Recent data shows that the mean activity level across steel plants in Asia peaked in August 2025 at 40% before declining to 23% in October 2025. The Baowu Group Echeng Iron and Steel Co. experienced a remarkable increase from 29.0% in June to 44.0% in October, aligning with the operational adjustments amid China’s export surge noted in “Worldsteel: China’s steel overcapacity won’t be easy to resolve.” In contrast, the Jilin Jianlong Steel Co. saw a steady decline, from 73.0% in June to 67.0% in October, highlighting potential challenges in maintaining stability amidst broader market disruptions. The Ramsarup Lohh Udyog plant remains significantly less active, with only 4.0% in October, not directly correlated to any findings from the cited articles.
The Baowu Group, located in Hubei, displays a considerable fluctuation in activity, particularly rising to 44.0% in October.
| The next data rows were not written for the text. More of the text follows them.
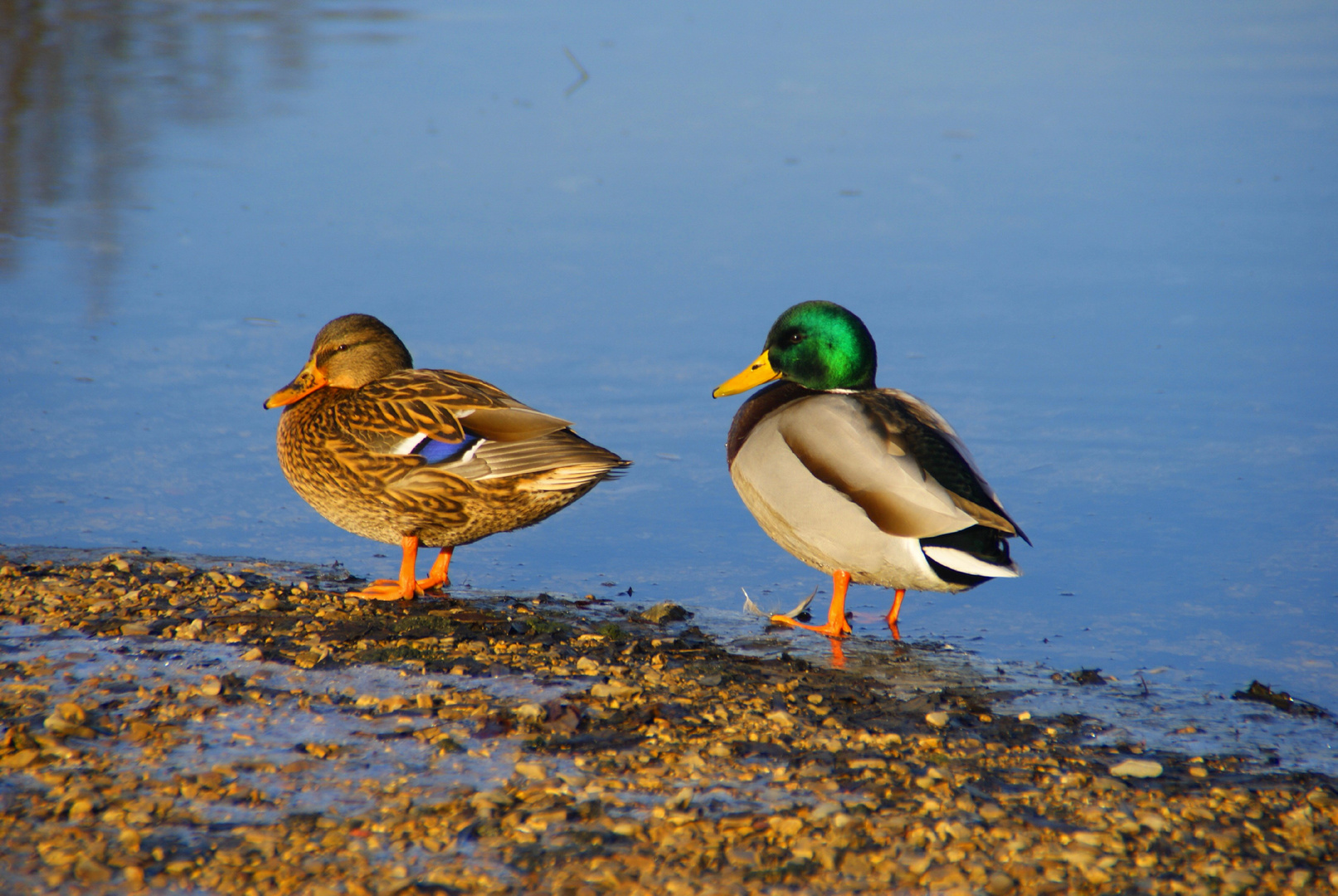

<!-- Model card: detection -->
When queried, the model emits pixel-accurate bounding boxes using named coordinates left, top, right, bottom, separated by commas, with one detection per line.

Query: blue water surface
left=0, top=0, right=1338, bottom=748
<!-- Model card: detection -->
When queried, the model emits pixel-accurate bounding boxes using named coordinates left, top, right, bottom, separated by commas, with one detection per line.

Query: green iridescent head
left=766, top=302, right=878, bottom=392
left=712, top=302, right=878, bottom=398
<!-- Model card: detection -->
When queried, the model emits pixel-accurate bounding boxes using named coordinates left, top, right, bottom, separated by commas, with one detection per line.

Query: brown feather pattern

This increase may reflect strategic production adjustments in response to external pressures as indicated by WorldSteel’s recognition of China’s increasing export activity driving down global prices. Jilin Jianlong Steel Co., based in Jilin, shows a trend of gradual decline from a high of 73.0% to 67.0%, which suggests misalignments in production with the falling domestic demand forecasted in the articles. Its operations could be adversely affected by increasing tariffs and anti-dumping measures from countries like the U.S.
The Ramsarup Lohh Udyog plant’s consistent lower activity may indicate its vulnerability to supply chain fluctuations, especially since its modest growth from 0.0% to 4.0% implies dependency on specific end-user sectors, particularly energy.
Given the current conditions, steel buyers should prepare for potential supply disruptions predominantly from Chinese plants facing reduced demand and operational changes. Procurement strategies should focus on diversifying suppliers, especially considering the notable tariff measures affecting Chinese steel imports. With expanding trade barriers as emphasized in “Worldsteel: China’s steel surplus becoming increasingly difficult to address,” buyers are advised to secure contracts ahead of anticipated price volatility in the upcoming year.